Peringatan Hari Kartini di Jepara tahun ini kembali menempatkan pendidikan perempuan sebagai isu utama yang perlu dijaga bersama. Wakil Menteri Hak Asasi Manusia Mugiyanto menegaskan bahwa kesetaraan tidak akan kuat jika akses belajar bagi perempuan masih dibatasi.
Di hadapan peringatan Hari Kartini ke-147 di Pendopo Kartini, Selasa (21/4), Mugiyanto menekankan bahwa pendidikan adalah hak dasar yang harus tersedia tanpa diskriminasi. Ia menilai kesempatan belajar yang setara akan membantu perempuan berpikir kritis, berdiri mandiri, dan mengambil peran lebih luas dalam kehidupan sosial.
Pendidikan sebagai ukuran nyata kesetaraan
Pandangan itu sejalan dengan pesan besar yang terus melekat pada sosok R.A. Kartini. Dalam konteks saat ini, pendidikan dipandang bukan sekadar soal sekolah, melainkan ukuran apakah perempuan benar-benar memperoleh ruang yang setara di keluarga, lembaga pendidikan, dan masyarakat.
Mugiyanto menilai perjuangan menuju kesetaraan belum selesai selama masih ada hambatan dalam memperoleh pendidikan. Karena itu, peringatan di Jepara tidak hanya menjadi acara seremonial, tetapi juga menjadi pengingat bahwa akses pendidikan yang merata masih menjadi pekerjaan bersama.
Tantangan yang masih membayangi
Perhatian tersebut semakin relevan jika melihat data Badan Pusat Statistik atau BPS tahun 2025. Angka putus sekolah perempuan di jenjang SMA masih berada di kisaran 2,14 persen, dan kondisi itu menunjukkan bahwa persoalan pendidikan perempuan belum sepenuhnya teratasi.
Mugiyanto juga menyoroti bahwa hambatan yang dihadapi tidak bersifat tunggal. Kemiskinan, perkawinan anak, dan pandangan sosial yang membatasi ruang gerak perempuan saling berkaitan dan ikut memengaruhi kesempatan mereka untuk terus sekolah.
Situasi ini membuat upaya mencegah putus sekolah menjadi penting. Di saat yang sama, praktik perkawinan anak juga perlu terus ditekan karena dapat menghambat masa depan perempuan dan mempersempit peluang mereka berkembang.
Jepara dan makna peringatan Kartini
Jepara memiliki kedekatan sejarah yang kuat dengan Kartini, sehingga peringatan di daerah ini memiliki nilai simbolis tersendiri. Tema Hari Kartini tahun ini, “Perempuan Bermimpi, Perempuan Menginspirasi”, mempertegas ajakan agar perempuan mendapatkan lebih banyak ruang untuk berprestasi dan berperan strategis di masyarakat.
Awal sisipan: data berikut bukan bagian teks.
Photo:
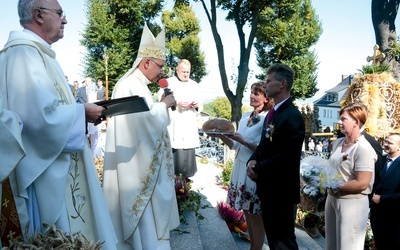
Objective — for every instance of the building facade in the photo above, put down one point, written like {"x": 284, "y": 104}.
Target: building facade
{"x": 329, "y": 104}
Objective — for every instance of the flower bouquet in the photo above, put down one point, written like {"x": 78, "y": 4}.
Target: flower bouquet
{"x": 316, "y": 176}
{"x": 188, "y": 200}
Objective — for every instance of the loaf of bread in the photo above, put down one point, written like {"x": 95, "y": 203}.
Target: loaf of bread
{"x": 219, "y": 125}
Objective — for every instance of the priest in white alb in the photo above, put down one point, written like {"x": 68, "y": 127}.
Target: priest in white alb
{"x": 138, "y": 178}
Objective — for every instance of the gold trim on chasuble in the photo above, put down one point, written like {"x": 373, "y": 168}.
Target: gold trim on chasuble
{"x": 163, "y": 149}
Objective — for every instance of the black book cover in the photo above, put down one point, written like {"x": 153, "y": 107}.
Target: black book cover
{"x": 124, "y": 105}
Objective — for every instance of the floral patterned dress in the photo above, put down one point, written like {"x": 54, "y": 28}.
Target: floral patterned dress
{"x": 242, "y": 190}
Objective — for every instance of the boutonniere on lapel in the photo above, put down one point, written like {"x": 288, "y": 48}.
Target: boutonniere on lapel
{"x": 269, "y": 131}
{"x": 344, "y": 157}
{"x": 253, "y": 120}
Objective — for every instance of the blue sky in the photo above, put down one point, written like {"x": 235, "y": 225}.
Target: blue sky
{"x": 347, "y": 39}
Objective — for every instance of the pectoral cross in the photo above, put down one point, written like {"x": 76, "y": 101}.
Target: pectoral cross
{"x": 378, "y": 56}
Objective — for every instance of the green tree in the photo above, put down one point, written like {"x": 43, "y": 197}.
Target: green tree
{"x": 286, "y": 32}
{"x": 219, "y": 107}
{"x": 384, "y": 13}
{"x": 115, "y": 26}
{"x": 248, "y": 13}
{"x": 182, "y": 40}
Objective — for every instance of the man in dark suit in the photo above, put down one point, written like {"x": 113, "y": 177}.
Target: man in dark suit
{"x": 385, "y": 203}
{"x": 275, "y": 165}
{"x": 101, "y": 91}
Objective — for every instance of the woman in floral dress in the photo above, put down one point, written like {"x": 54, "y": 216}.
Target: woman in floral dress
{"x": 242, "y": 190}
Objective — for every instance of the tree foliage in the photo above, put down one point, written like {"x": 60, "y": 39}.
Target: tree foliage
{"x": 384, "y": 13}
{"x": 253, "y": 15}
{"x": 115, "y": 26}
{"x": 182, "y": 40}
{"x": 287, "y": 30}
{"x": 219, "y": 107}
Tema tersebut juga selaras dengan warisan Kartini yang dikenal sebagai tokoh penting dalam membuka jalan pendidikan bagi perempuan Indonesia. Dalam peringatan itu, pesan tentang mimpi dan inspirasi tidak dibiarkan berhenti pada perayaan tahunan, tetapi dihubungkan langsung dengan kebutuhan memperkuat kesetaraan di berbagai bidang kehidupan.
Kegiatan lanjutan di Museum Kartini
Setelah acara utama, Mugiyanto melanjutkan kunjungan ke Museum Kartini. Di lokasi itu, ia berinteraksi dengan pelajar dan komunitas perempuan melalui kegiatan membatik dan mengukir.
Aktivitas tersebut mempertemukan nilai sejarah, pendidikan, dan pemberdayaan dalam satu ruang yang dekat dengan identitas budaya Jepara. Kehadiran jajaran Pemerintah Kabupaten Jepara bersama perwakilan masyarakat juga membuat peringatan Hari Kartini terasa lebih luas, karena pesan tentang kesetaraan perempuan mendapat dukungan dari berbagai unsur.
Dalam suasana itu, pendidikan kembali tampil sebagai fondasi utama yang menentukan sejauh mana perempuan dapat tumbuh mandiri dan berdaya. Pesan yang mengemuka dari Jepara menunjukkan bahwa semangat Kartini tetap hidup ketika akses belajar dijaga sebagai hak dasar dan ketika masyarakat ikut mendorong perempuan untuk maju di banyak bidang.